According to the 2024 President’s Report, the student body more than doubled in the past decade to almost 5,000 students, with the numbers almost equally divided between local Jerusalem residents and students from outside the city — thus also bringing young people into the city, Gordon-Shaag noted. An overwhelming majority — 74% — are women and almost one-third are Arab, including East Jerusalemites who identify as Palestinians.

“Israel has a very diverse population and we’re very proud of the fact that our student body reflects the diversity of the population in Israel,” Gordon-Shaag said. “I would say as diverse as Israel is, Jerusalem is even more diverse.”

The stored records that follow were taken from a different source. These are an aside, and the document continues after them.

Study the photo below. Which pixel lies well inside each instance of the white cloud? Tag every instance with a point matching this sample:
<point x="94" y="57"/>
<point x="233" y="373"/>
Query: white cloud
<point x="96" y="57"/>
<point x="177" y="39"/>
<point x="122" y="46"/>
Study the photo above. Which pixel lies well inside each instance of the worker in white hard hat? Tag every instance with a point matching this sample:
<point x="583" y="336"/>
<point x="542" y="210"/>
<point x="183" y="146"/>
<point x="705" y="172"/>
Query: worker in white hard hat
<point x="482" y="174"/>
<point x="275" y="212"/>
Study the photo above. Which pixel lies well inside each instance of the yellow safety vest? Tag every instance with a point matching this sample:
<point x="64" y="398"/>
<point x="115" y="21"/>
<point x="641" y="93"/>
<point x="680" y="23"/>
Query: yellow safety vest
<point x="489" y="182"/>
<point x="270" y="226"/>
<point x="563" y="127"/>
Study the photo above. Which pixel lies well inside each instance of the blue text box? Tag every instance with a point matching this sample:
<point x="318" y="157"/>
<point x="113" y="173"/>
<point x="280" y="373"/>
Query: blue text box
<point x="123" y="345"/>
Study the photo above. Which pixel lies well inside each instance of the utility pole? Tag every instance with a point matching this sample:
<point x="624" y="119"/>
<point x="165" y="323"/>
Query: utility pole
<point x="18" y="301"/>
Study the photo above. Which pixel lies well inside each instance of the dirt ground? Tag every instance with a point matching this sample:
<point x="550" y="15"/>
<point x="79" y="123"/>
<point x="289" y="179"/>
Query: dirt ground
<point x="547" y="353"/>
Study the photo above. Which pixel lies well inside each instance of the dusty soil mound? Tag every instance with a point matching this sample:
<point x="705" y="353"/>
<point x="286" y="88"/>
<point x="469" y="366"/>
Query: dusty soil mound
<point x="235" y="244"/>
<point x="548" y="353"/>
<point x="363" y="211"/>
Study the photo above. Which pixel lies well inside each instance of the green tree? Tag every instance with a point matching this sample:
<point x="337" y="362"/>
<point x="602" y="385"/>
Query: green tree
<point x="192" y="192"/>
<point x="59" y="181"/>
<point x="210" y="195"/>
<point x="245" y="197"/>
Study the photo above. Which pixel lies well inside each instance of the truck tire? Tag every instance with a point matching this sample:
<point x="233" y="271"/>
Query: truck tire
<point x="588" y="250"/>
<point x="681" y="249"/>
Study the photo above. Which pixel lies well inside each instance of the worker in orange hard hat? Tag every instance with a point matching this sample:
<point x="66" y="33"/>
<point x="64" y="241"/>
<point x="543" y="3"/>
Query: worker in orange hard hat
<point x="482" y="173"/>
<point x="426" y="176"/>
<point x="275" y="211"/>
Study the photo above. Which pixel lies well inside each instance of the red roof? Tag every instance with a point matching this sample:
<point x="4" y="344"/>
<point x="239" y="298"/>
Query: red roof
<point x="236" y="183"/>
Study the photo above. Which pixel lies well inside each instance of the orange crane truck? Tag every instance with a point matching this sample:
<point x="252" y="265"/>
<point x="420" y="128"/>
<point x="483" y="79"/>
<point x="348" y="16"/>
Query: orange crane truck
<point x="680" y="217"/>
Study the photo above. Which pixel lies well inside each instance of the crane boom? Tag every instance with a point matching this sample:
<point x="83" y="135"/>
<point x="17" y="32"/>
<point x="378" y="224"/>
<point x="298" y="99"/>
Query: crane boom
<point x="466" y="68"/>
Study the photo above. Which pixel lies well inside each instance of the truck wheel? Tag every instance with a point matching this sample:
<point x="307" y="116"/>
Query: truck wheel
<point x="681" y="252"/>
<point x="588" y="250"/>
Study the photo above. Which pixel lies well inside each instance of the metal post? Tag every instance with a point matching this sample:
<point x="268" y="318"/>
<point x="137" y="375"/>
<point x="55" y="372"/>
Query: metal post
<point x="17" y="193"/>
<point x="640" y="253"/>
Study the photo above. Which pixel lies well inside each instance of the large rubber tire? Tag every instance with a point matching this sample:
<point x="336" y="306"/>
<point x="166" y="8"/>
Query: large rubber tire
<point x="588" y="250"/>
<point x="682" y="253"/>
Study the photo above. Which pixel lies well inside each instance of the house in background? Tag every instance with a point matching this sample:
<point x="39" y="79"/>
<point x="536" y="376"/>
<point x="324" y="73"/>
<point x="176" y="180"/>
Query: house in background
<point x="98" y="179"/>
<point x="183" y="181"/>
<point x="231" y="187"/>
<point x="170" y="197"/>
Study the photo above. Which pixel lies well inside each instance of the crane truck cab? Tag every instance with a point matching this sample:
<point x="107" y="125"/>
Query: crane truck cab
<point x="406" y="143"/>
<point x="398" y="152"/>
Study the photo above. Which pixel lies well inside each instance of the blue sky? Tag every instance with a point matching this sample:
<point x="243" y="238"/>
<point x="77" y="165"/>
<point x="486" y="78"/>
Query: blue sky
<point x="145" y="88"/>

Following the Oct. 7 terror attacks, the college has worked hard to maintain an atmosphere of mutual respect among students, she said. Six members of the college’s family have been killed since Oct. 7, including Hayim Katsman, a lecturer in the department of politics and communication who was murdered by Hamas terrorists at his home in Kibbutz Holit.

“Since Oct. 7, it’s been very challenging — as you can imagine,” she said. “You have students who have just come back from reserve duty who hear Arabic and it’s a trigger for them, and [at the same time] you have students from East Jerusalem who are speaking Arabic and they see reservist students walking with guns and they don’t understand why [they have] guns. We worked hard before the war and we’ve been working very hard since the war to maintain an atmosphere of mutual respect.”

Together with its new identity, the Jerusalem Multidisciplinary College is launching major initiatives to expand its impact, she said. It plans to establish a faculty for rehabilitative health care to address Israel’s urgent and growing need for medical professionals — a particular priority since the Oct. 7 attacks, according to Gordon-Shaag. It is currently working towards opening a physical therapy program in collaboration with Hadassah Hospital with an anticipated start date for the 2026-2027 academic year.

The new Center for Multidisciplinary Rehabilitative Healthcare, as the center would be called, will cost an estimated $30 million, and while the Jerusalem municipality will be able to help with an in-kind donation in the form of unused municipal property for the location of the center — as it did with the donation of land for the Helmsley Building — the college will be looking to its donors to help finance the project, she said.

“We believe that having all these different departments, these multidisciplinary departments, under one roof is something that’s going to lead to better training of practitioners and better care of patients because a person doesn’t come in typically for rehabilitation with just one problem,” she said.

There are also plans to change the behavioral science department into a department of psychology and Jerusalem hospitals have approached them to open up master’s programs in psychology and social work in community trauma, Gordon-Shaag said, but that is farther down the pipeline.

The college currently receives approximately $2.5 million per year from donors. It also benefits from government subsidies, which help to cover the costs of education, but the overwhelming majority of the college’s $50 million budget comes from student tuition fees, she said. As the college moves forward with its revamping, it also is aiming to increase enrollment by 40% by 2030, reaching 7,000 students, which will also require more space — a major problem facing the college. 

“We have outgrown this campus, and we’re looking for solutions outside the campus. We’re working very well with the municipality of Jerusalem, [which] supports us. It is important for them that we have the college here in downtown Jerusalem,” said Gordon-Shaag. “We’re definitely staying here.”